First, the ANC president’s “political report” by Jacob Zuma. Second, the secretary-general’s “organisational report” by Gwede Mantashe. Third, the party’s “financial report” by the treasurer, Mathews Phosa. Fourth, the results of the party’s policy conference held earlier this year.
The following will also be taken into account: the National Development Plan, the Infrastructure Rollout plan, the Census Report of 2011 and the Annual National Assessment report on the state of education. Commissions will be divided into two main categories.
The first will discuss “organisational renewal and strategy and tactics”, to be discussed by all 16 commissions on the first day of commissions which is the second of the conference.

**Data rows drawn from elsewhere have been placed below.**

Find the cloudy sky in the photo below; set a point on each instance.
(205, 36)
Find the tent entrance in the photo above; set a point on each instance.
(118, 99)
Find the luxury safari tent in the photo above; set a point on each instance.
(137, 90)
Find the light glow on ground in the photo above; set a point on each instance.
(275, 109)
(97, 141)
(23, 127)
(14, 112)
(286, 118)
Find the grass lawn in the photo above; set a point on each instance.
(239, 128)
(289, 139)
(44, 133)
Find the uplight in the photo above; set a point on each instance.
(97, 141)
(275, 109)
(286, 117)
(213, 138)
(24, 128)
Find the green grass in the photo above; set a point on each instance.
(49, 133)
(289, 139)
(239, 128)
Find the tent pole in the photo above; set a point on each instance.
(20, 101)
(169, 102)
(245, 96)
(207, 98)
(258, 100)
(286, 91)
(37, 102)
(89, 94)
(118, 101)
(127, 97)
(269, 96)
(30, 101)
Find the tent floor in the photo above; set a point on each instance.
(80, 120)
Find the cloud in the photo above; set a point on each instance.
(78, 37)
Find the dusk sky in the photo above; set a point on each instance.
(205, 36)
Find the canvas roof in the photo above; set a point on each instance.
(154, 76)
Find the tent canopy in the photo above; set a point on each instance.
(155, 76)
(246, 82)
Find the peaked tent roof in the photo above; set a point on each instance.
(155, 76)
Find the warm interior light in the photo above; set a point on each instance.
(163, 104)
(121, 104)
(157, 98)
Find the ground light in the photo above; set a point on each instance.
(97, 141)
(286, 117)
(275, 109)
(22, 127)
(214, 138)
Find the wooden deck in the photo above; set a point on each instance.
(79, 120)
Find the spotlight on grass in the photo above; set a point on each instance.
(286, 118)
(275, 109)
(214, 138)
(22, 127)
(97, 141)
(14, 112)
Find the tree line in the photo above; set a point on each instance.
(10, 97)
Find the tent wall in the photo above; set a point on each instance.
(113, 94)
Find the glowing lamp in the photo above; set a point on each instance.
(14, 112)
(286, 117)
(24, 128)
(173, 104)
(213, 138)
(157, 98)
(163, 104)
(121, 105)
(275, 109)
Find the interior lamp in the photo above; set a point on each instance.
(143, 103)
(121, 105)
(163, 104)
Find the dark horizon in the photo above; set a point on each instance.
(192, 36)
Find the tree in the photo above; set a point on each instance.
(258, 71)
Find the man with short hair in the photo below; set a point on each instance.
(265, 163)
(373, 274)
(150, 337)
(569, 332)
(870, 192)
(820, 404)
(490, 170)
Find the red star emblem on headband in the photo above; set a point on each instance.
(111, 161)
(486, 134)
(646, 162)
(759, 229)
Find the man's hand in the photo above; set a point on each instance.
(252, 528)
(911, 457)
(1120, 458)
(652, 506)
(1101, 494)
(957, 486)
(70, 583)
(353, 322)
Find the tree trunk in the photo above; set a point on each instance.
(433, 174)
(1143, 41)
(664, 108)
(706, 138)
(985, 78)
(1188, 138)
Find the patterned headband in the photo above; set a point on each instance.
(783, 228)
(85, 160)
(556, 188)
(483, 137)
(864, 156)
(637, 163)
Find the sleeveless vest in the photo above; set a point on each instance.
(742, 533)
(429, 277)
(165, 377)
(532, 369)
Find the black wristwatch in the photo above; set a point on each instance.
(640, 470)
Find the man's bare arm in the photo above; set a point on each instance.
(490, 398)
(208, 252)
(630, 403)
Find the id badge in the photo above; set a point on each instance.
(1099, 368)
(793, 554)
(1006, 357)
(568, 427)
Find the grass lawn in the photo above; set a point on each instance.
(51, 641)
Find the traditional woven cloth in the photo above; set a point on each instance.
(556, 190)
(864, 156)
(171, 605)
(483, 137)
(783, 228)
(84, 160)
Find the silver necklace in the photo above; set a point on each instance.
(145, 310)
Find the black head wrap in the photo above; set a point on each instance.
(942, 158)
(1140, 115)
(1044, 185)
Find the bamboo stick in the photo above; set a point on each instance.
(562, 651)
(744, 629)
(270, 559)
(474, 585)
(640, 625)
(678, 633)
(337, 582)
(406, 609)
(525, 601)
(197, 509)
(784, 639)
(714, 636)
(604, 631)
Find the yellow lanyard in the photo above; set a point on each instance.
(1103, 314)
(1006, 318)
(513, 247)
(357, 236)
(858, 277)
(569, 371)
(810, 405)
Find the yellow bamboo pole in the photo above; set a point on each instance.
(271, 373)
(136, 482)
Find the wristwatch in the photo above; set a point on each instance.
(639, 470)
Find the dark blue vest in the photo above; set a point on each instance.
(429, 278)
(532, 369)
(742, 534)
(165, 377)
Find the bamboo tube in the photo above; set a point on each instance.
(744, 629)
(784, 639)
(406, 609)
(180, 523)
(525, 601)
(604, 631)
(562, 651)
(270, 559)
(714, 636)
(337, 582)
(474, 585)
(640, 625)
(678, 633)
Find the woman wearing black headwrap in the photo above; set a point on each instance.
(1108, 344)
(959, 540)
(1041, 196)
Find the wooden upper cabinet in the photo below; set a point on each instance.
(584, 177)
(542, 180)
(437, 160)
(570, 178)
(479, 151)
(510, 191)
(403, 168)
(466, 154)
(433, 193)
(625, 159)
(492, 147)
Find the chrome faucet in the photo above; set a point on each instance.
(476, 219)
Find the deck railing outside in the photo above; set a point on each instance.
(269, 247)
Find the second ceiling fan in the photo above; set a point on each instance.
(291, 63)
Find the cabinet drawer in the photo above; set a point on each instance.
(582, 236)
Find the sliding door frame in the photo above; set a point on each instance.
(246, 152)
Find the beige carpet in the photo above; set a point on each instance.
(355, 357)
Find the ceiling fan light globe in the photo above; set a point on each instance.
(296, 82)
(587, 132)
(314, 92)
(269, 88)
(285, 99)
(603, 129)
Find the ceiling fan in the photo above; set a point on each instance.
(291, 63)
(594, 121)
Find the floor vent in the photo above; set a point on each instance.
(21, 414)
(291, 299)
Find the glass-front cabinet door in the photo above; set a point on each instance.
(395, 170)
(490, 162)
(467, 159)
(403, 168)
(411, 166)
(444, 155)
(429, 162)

The second round on Tuesday will discuss “policy issues”.
Plenary sessions then follow on the fourth day of the conference to receive reports and recommendations from the commissions.
Draft resolutions, policies and programmes of action for the next five years will be presented, leading to the reading of the “declaration of conference” and the closing address by the newly elected ANC president.
The nominations and announcements of election results of both the national officials and national executive committee members will be conducted by the Electoral Commission together with an elections agency - both held in open sessions.
The new president’s election is expected to be announced on Monday along with the rest of the “top six”.
They are the deputy president, national chairman, secretary-general, deputy secretary-general and treasurer-general.
They will be closely followed by about 850 media members who have been accredited.